Monday, 31 March 2014: 5:30 PM
Pacific Ballroom (Town and Country Resort )
A radiative-convective equilibrium (RCE) is often used as an idealization for the mean tropical climate. The results of rotating RCE simulations for a wide range of prescribed sea-surface temperatures (SSTs), from 21C to 36C, are presented. To simulate multiple coexisting tropical cyclones (TCs) over a relatively small 2300 x 2300 km2 domain with a 3 km horizontal grid spacing, the Coriolis parameter is artificially increased by about one order of magnitude over typical values in TC-active regions of the Tropics.

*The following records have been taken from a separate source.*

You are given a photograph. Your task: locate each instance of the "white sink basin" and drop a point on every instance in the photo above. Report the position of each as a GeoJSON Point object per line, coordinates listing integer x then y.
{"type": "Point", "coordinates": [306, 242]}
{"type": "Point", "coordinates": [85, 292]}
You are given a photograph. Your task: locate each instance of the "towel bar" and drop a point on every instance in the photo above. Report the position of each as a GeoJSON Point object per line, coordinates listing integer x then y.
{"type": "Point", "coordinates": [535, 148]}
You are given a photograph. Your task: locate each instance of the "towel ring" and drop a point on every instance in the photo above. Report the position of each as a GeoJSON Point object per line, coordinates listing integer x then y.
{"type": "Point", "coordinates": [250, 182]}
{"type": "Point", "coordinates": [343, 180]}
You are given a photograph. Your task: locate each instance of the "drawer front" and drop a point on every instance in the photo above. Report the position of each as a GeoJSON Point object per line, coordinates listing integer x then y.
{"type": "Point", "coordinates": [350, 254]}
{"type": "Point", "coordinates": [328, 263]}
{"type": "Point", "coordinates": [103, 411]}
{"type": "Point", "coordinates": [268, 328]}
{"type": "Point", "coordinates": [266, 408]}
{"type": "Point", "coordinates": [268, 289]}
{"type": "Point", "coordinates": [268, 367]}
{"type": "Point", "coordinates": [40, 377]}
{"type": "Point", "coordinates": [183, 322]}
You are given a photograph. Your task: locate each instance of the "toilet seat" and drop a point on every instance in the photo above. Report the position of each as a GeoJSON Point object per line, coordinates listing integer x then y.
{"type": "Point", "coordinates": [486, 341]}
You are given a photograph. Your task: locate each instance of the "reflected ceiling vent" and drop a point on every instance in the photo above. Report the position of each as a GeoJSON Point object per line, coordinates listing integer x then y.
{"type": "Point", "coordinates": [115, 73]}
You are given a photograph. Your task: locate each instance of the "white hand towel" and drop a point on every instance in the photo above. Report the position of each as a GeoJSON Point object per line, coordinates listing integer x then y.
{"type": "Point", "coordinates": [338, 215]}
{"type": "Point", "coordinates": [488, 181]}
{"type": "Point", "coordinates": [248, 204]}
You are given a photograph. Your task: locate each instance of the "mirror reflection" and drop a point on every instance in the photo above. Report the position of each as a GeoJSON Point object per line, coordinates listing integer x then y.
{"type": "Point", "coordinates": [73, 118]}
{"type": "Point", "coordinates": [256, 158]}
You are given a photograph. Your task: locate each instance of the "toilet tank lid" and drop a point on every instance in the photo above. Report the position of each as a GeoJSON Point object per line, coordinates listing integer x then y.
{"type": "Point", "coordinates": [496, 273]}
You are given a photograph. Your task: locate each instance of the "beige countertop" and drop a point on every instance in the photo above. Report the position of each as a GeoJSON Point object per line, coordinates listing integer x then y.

The average number of TCs in the rotating RCE, which we nickname TC World,'' monotonically decreases from 26 to 8 with increasing SST, while the TCs' size, intensity, and per-TC precipitation rate tend to increase with increasing SST. The average per-TC kinetic energy and precipitation rate approximately double for every 6C SST increase. The results are consistent with scaling laws in which TC diameters scale with the potential intensity ratio to the Coriolis parameter; however, it is shown the separation between cyclone centers appears to scale with the deformation radius. In particular, it is found that the number of TCs per unit area is inversely proportional to the saturation vapor pressure computed at SST. It is also found that the potential intensity scales as the cube root of the net radiative cooling of the atmosphere. The results show that the TC outflow temperature in the TC World, as defined as the height of the local maximum of the upper-troposphere cloud fraction, tends to remain relatively invariant with SST.